Enfin, le sociologue souligne une certaine réticence en France, ainsi qu’une défiance envers le discours politique. Une donnée confirmée dans l’Observatoire : parmi les 54 % de Français interrogés qui ont déclaré ne pas prévoir de remplacer leur véhicule thermique par un véhicule plus respectueux de l’environnement dans les deux prochaines années, on trouve des « amateurs éclairés » qui considèrent que le coût écologique de la conception d’un véhicule électrique est trop important. Mais aussi des « pragmatiques », qui trouvent que les technologies ne sont pas suffisamment évoluées en l’état, et des « défiants » qui estiment que les injonctions à s’équiper de véhicules propres sont le fait d’un lobbying.
Ajout plutôt que substitution
Finalement et alors que 56 % des sondés assurent ignorer ce qu’est une ZFE-m, il est difficile d’entrevoir un futur proche dans lequel les Français se sépareraient de bon gré de leurs véhicules les plus polluants. « D’autant que très souvent, le véhicule électrique ne se substitue pas au thermique mais s’y ajoute », fait remarquer le sociologue. « Ces ménages qui résident le plus souvent dans des pavillons ou habitats individuels, qui peuvent donc facilement installer une borne de recharge, utilisent leur véhicule électrique pour les trajets courts et gardent leur(s) véhicule(s) thermique(s) pour le reste. »

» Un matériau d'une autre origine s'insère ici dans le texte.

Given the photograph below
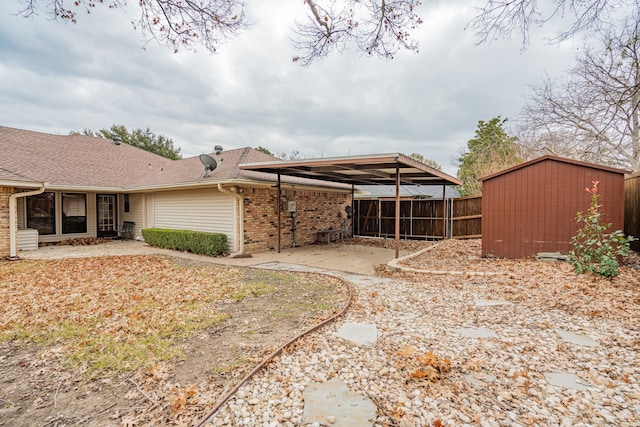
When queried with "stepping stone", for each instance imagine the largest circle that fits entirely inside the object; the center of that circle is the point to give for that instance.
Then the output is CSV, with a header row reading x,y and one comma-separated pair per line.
x,y
573,338
479,380
477,332
565,380
490,302
360,333
333,403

Et en effet, le manque d’infrastructures de recharge à domicile ou au travail est mentionné par 33 % des urbains pour qui le prix de l’électrique est un frein. Pour Yoann Demoli, nous sommes donc assez loin de la fin du véhicule thermique, surtout en tenant compte de la dépendance générale à l’automobile pour les déplacements contraints (domicile-travail en particulier). « Souvent, le besoin d’un véhicule est corrélé à l’emplacement de la résidence principale. Or on change moins facilement de maison que de voiture », conclut Yoann Demoli.